1. Value Cancer: The mathematical game of air coins

Comparing two sets of data:

A certain Meme coin: Market cap of $5 billion, 200 daily active users, actual revenue $0

A certain SaaS company: Market cap of $5 billion, annual revenue of $800 million, over 100,000 paying users

When the tide goes out, the bubble of token economics will eventually be pierced. After 15 years of blockchain technology development, less than 1% of applications have truly landed.

2. Narrative Cancer: The traffic password has lost its effectiveness

The 'narrative magic' that once caused altcoins to soar is losing its effectiveness:

DeFi: TVL plummeted from $180 billion in 2021 to $40 billion, with a median protocol revenue of less than $1 million

NFT: OpenSea trading volume shrank by 90%, BAYC floor price fell below 1 ETH

Metaverse: Decentraland has less than 500 daily active users, average price of virtual land has dropped by 98%

New narratives like AI tokens and RWA (real-world assets) have yet to form a climate, and market consensus has fragmented.
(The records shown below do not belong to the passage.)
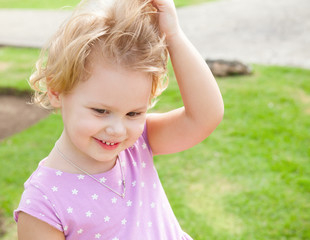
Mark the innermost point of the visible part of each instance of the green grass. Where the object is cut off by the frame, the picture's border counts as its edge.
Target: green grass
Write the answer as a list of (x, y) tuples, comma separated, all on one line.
[(249, 180), (68, 4), (16, 65)]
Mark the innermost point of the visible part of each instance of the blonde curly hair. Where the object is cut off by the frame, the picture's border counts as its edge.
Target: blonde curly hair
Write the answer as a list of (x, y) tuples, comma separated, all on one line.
[(124, 32)]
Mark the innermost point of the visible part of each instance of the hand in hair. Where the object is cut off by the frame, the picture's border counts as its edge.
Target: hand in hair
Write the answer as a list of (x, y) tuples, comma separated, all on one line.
[(168, 20)]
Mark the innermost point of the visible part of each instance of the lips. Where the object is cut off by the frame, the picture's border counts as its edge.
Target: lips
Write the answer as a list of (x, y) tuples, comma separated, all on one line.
[(107, 145)]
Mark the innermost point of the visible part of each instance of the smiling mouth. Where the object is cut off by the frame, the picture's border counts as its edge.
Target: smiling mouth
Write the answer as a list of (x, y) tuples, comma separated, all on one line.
[(107, 145)]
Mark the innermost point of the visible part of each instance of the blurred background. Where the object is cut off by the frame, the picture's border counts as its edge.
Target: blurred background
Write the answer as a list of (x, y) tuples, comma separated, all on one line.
[(251, 178)]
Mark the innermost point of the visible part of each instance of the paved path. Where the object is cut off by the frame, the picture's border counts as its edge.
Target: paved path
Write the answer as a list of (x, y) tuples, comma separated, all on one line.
[(253, 31)]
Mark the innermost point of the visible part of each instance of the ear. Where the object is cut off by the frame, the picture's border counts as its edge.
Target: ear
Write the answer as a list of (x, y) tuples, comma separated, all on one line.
[(54, 97)]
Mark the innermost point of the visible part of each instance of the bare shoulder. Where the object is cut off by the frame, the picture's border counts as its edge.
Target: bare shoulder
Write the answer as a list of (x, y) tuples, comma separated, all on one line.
[(31, 228)]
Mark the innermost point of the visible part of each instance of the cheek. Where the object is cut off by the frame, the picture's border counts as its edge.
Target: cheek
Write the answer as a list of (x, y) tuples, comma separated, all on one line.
[(136, 128)]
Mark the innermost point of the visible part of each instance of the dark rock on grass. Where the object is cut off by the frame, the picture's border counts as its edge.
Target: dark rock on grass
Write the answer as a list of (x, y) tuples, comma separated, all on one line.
[(223, 68)]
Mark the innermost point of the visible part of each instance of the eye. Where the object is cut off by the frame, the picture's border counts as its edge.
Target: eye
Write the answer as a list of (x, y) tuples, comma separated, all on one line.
[(133, 114), (100, 111)]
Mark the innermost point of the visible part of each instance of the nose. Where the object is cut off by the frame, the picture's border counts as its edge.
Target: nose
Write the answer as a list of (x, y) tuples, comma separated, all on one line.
[(115, 128)]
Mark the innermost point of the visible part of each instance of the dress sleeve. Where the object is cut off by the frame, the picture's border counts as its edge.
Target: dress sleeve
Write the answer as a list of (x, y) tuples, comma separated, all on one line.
[(145, 138), (35, 203)]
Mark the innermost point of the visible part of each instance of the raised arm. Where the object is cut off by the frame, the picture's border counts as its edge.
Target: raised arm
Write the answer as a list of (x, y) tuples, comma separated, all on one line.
[(203, 108)]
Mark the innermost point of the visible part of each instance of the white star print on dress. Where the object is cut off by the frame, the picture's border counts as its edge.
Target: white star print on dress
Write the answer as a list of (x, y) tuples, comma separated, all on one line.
[(88, 213), (75, 192), (129, 203), (81, 177), (84, 209), (94, 197), (70, 210), (103, 180)]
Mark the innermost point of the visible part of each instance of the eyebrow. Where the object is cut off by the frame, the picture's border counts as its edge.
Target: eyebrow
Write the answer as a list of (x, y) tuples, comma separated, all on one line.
[(104, 106)]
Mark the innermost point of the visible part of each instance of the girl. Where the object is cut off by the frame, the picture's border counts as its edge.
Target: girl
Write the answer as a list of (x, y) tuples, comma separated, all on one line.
[(104, 68)]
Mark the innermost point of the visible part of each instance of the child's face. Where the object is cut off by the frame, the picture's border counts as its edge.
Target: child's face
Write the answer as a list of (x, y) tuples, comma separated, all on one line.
[(105, 114)]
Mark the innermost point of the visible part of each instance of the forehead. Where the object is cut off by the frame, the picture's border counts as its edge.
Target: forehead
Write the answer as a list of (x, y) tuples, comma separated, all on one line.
[(114, 85)]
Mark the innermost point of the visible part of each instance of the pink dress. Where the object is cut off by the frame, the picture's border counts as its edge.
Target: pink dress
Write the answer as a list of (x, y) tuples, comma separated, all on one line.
[(83, 209)]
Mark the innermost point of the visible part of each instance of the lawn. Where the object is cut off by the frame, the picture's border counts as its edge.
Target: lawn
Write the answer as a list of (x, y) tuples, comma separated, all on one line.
[(249, 180)]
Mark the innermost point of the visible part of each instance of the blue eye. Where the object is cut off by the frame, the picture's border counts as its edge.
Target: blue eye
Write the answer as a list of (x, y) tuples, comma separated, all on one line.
[(133, 114), (100, 111)]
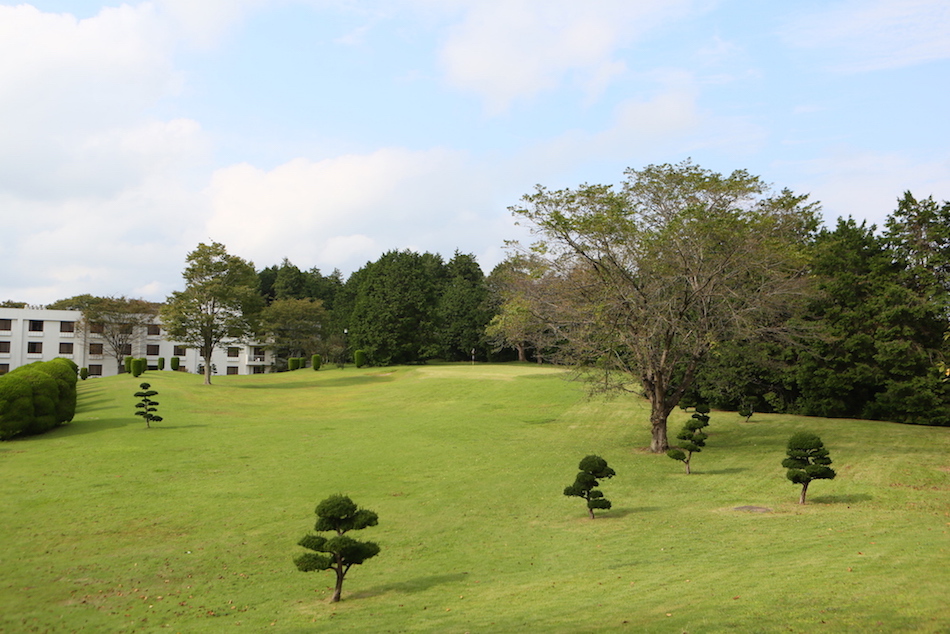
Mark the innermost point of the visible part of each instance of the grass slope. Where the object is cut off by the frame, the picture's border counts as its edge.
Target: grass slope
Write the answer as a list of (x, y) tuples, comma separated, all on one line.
[(191, 526)]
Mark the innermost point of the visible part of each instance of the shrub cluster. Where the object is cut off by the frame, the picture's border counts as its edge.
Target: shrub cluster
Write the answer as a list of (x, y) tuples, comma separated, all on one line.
[(37, 397)]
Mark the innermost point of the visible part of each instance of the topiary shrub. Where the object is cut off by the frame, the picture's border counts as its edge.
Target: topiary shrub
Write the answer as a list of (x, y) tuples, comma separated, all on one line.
[(16, 405), (591, 468), (807, 460), (338, 553), (64, 372), (691, 438), (146, 408)]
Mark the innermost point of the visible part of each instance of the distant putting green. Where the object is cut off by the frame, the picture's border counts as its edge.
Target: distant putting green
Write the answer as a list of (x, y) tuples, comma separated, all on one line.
[(191, 526)]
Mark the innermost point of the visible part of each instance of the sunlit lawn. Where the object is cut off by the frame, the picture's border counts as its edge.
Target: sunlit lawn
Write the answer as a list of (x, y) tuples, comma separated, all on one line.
[(191, 526)]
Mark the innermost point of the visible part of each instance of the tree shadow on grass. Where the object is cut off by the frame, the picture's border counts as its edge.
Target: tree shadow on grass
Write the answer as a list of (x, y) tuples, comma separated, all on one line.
[(721, 471), (621, 512), (408, 587), (340, 382), (89, 426), (852, 498)]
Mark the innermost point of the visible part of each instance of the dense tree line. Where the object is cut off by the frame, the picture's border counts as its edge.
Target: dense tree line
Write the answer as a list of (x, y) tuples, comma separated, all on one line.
[(405, 307), (683, 285), (670, 287)]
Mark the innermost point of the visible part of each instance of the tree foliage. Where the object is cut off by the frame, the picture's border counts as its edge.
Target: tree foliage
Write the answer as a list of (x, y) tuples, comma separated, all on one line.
[(592, 469), (691, 439), (807, 461), (146, 407), (220, 303), (338, 553), (294, 327), (650, 277)]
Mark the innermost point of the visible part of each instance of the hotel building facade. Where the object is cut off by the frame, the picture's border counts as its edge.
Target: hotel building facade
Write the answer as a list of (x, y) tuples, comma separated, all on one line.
[(39, 334)]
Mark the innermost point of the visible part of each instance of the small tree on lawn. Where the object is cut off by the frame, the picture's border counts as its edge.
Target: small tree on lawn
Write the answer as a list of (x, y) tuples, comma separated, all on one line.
[(692, 439), (338, 553), (807, 460), (146, 408), (746, 412), (592, 468)]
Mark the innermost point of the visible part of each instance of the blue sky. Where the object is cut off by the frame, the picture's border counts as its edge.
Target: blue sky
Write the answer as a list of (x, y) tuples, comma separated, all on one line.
[(332, 131)]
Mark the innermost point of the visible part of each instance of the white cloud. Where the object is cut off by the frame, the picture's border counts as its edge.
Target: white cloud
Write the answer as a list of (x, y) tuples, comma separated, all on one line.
[(865, 184), (344, 211), (876, 35), (514, 49), (73, 94)]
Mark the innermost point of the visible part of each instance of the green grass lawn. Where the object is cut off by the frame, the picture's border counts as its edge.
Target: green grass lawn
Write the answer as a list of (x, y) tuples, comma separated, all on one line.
[(191, 526)]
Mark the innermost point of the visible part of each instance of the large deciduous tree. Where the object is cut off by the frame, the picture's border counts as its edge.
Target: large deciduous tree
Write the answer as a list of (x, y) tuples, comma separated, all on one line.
[(220, 303), (651, 276)]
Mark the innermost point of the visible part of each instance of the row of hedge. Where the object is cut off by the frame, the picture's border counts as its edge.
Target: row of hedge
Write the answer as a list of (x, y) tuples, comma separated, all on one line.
[(37, 397)]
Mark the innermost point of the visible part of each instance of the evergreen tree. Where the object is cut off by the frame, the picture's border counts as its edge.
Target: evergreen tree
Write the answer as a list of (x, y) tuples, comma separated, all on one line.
[(691, 438), (339, 553), (807, 460), (592, 468)]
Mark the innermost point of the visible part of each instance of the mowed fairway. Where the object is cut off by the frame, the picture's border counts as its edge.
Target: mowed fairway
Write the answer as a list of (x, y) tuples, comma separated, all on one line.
[(191, 526)]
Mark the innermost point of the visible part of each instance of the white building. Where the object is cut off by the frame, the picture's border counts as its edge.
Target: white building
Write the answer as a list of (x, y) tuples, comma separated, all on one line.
[(37, 334)]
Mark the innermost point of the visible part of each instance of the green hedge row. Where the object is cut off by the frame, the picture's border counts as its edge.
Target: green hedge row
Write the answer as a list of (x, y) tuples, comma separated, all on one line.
[(37, 397)]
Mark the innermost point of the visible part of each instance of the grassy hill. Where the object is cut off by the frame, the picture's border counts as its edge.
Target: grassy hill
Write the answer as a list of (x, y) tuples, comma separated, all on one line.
[(191, 526)]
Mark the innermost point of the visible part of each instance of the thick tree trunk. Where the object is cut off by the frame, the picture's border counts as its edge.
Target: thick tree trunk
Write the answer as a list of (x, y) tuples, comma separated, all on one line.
[(801, 499), (658, 442)]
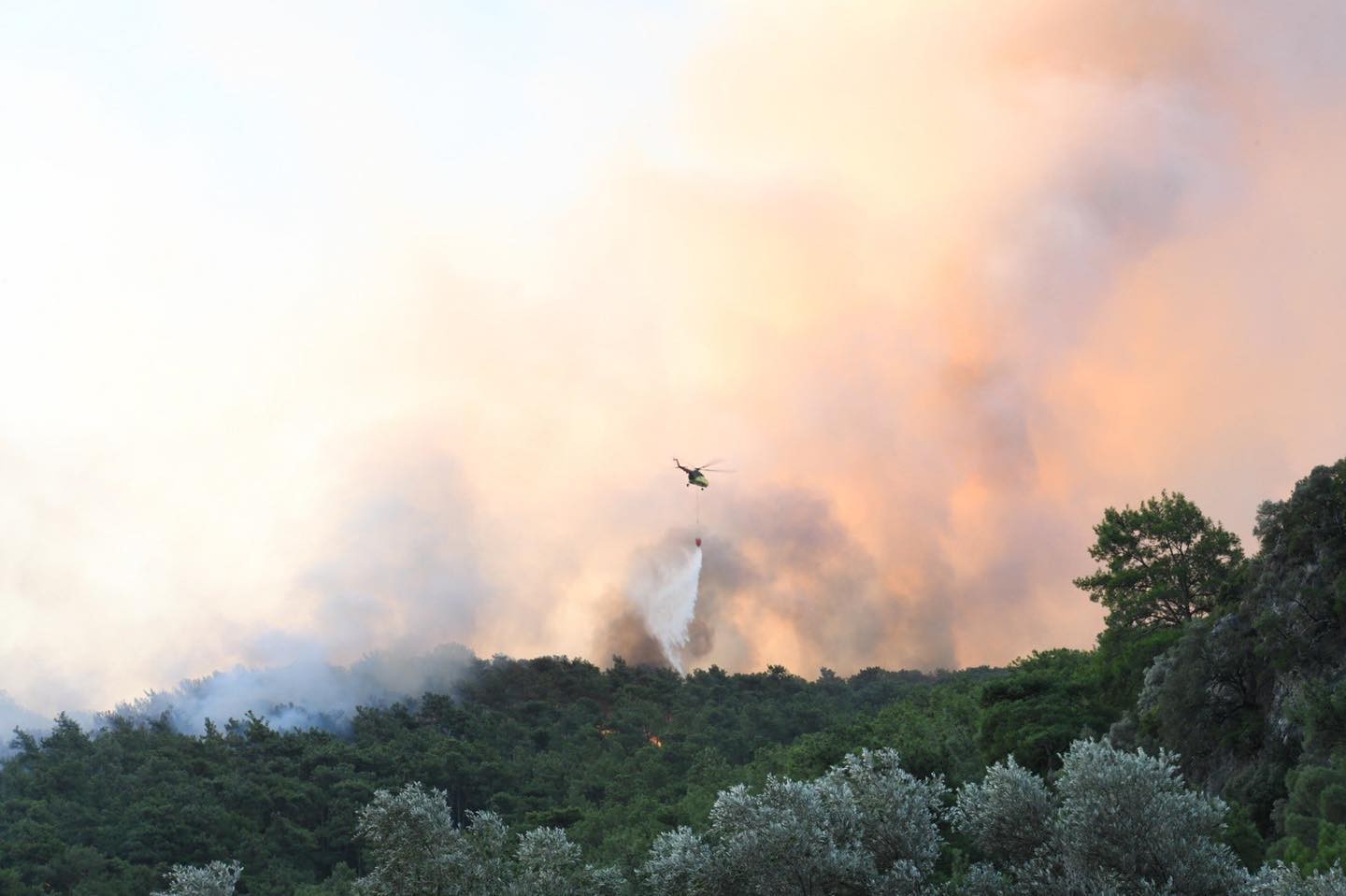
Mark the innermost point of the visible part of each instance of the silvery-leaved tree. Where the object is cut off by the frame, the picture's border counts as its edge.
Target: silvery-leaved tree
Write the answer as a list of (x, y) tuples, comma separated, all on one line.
[(867, 826), (214, 879), (418, 850), (1117, 822)]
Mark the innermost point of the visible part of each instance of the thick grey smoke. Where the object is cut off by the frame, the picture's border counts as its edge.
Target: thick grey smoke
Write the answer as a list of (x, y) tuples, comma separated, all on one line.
[(15, 716), (780, 581)]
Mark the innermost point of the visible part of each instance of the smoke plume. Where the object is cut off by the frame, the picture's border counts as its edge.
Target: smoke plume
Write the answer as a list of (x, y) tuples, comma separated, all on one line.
[(388, 342)]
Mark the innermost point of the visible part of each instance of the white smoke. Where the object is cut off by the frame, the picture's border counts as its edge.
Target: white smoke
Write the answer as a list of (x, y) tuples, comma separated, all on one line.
[(306, 693), (664, 590)]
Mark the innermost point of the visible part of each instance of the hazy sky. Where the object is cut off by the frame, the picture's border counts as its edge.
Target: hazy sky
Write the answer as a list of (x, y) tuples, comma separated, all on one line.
[(342, 327)]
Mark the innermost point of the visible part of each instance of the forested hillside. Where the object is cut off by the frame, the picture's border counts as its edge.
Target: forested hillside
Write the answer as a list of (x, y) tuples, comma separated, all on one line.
[(1228, 669)]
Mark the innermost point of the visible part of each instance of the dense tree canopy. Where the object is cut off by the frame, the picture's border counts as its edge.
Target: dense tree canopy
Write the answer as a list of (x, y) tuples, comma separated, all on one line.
[(555, 776), (1163, 564)]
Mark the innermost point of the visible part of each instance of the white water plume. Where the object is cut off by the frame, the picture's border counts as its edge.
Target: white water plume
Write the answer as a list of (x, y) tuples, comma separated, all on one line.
[(664, 590)]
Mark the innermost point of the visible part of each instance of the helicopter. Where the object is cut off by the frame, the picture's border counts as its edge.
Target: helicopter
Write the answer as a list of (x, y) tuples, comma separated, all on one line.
[(696, 476)]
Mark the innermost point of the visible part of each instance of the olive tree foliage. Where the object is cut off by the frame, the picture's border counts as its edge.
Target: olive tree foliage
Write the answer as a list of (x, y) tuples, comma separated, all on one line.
[(1119, 822), (1163, 564), (418, 850), (214, 879), (866, 826)]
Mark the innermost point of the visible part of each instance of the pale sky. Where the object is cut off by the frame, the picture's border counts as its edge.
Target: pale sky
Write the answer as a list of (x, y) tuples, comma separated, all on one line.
[(348, 327)]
3. Liquidity Cancer: Massacre of ghost town public chains

EOS, Tezos, Algorand… these public chains that once had a market cap of tens of billions now have a TVL (Total Value Locked) of less than $100 million, and developers are almost zero. In the next two years, 90% of public chains will become 'digital ghost towns' — no users, no transactions, no ecosystem.

4. Regulatory Cancer: SEC's 'Death List'

Starting in 2024, the US SEC will implement the strictest regulations in history:

Exchange Tokens: BNB, FTT deemed as securities

Staking Tokens: SOL, ADA faced collective lawsuits

Stablecoins: USDT faces a storm of reserve audits

Compliance costs are skyrocketing, small and medium projects are accelerating their exit.